Looters and rioters have run loose for days in that great country, and now there are a few people dead, many businesses destroyed, hundreds arrested, and untold damage.
Most of the rioters appear to be young and disaffected, unemployed and not in school, and above all, holding to a complete entitlement mentality. They seemed to be looking for any excuse to steal and destroy. Last week’s shooting by the police of a young man, allegedly involved in a drug-crime, was as good an excuse as any for the tinderbox to explode.
These young thugs have lost their moral compass, if they ever had one.
A looter was reportedly caught with 14 cell phones. When asked why, she said that she was just trying to reclaim some of the tax money the government had taken away from her.
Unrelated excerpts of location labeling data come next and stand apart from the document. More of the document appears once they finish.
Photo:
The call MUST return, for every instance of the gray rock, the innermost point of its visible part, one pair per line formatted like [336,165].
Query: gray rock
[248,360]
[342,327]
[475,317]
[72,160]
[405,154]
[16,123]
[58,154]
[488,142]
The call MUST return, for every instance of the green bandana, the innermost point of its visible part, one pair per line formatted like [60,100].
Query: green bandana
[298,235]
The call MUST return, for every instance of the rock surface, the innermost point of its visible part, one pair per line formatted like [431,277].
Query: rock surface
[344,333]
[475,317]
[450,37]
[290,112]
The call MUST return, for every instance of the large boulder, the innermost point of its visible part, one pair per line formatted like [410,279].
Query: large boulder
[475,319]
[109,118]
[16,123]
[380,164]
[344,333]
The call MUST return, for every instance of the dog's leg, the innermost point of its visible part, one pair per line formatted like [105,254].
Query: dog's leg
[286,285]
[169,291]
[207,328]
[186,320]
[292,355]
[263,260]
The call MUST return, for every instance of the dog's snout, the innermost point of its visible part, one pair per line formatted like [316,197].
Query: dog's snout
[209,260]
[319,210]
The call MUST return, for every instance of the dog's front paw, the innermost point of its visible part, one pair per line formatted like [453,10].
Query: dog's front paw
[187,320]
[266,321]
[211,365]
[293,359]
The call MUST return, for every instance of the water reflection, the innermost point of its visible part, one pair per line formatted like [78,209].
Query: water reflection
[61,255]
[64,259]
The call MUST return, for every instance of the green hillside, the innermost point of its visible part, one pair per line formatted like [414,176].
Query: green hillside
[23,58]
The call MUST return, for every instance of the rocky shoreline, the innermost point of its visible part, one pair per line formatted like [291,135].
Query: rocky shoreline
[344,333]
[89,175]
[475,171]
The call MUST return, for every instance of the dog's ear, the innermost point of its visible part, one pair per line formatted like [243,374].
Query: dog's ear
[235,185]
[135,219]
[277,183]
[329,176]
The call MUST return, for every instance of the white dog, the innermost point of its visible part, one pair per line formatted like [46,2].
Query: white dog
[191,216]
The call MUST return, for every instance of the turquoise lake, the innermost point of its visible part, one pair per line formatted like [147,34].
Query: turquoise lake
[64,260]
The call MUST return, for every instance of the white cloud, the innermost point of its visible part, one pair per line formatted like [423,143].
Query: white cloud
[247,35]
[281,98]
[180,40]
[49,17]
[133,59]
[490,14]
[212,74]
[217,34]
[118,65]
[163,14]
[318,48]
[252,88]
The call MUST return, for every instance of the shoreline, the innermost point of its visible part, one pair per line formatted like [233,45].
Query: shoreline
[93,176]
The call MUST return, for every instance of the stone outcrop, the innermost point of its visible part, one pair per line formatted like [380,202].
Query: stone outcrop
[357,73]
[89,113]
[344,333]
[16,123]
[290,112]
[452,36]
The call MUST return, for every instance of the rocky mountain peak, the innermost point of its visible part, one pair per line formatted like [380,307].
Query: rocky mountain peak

As I was reading various articles on the riots, I noticed these comments:
One girl looter said to the BBC that the rioters were proving to “the rich” and the cops “we can do what we like.”
Another rioter said that something “tastes better when it’s free.”
A social media entry (as in Twitter or Facebook) sent out the word: “If you’re down for making money, we’re about to go hard in east London.”
A friend of mine from south England told me at the gym the other day, “To see what’s happening now makes me ashamed to be a Brit.”
One British commentator summed up the looters this way: “Not only do they know nothing of Britain’s past, they care nothing for its present. They have their being only in video games and street-fights, casual drug use and crime, sometimes petty, sometimes serious.”
Someone sent me a link of commentaries on Facebook, reacting (lightly) to a photo of one of the London looters, smiling as he held up his trophy—a big bag of rice. After viewing several mindless comments, I finally put in my two cents: “Thou Shalt Not Steal.”
This recent episode in England reminds me of a conversation I had during the L.A. riots of 1992. My brother has an office high atop the city with a great view, and he and I were on the phone. He would say, “Oh, there’s another fire over there! And another one on that side!”
Then he said something that shocked me, coming from him.
He said, “It’s all these kids without religion.”
“But,” I said, referring to his views at that time, “You’re an atheist. How can you say that?”
He said, “I know. But it’s still true”—in other words, that these were kids without religion.
George Washington said in his Farewell Address that religion and morality were “indispensable supports” to our political well-being. He went on to say, “…reason and experience both forbid us to expect that national morality can prevail in exclusion of religious principle.”
What we’ve been seeing on the streets of England is man’s base nature coming through without restraint.
The Good Book has many sober reminders of the reality of human nature. “The heart is desperately wicked, who can understand it?” asks the prophet who lent his name to our English word “jeremiad.”
G.K. Chesterton is alleged to have said that since the dawn of recorded history, we have had 6,500 years of empirical evidence of the doctrine of original sin.
As Cassius says in Shakespeare’s Julius Caesar, “The fault, Dear Brutus, is not in our stars, but in ourselves…”
What we see before our very eyes is that the traditional supports of our society are crumbling. We thought we could be moral and good without God. But incidents like the British riots are the result of a generation (or more) without Biblical teaching.
But obviously not everyone shares these opinions. Do they assume that human beings will just be good on their own?
Many years ago, media mogul Ted Turner said that the Ten Commandments are obsolete, and they ought to be abandoned. He came up with a not-so-modest alternative, which he called “the Ten Voluntary Initiatives.”
When speaking before various groups, I have asked the audience if they remember this story. Occasionally a hand or two might go up. Then I have asked them, if they remembered the story, can they remember any items on his list? The answer is always negative.
No, not one.
Anybody can make any list of rights or wrongs they want to, but accountability is the key. Ted Turner is not the one before whom we’ll give an account on the Day of Reckoning.
Those kids “without religion” looting on the streets of Great Britain remind me of Dostoyevsky’s famous statement (from The Brothers Karamazov): “If there is no God, then all things are permissible.”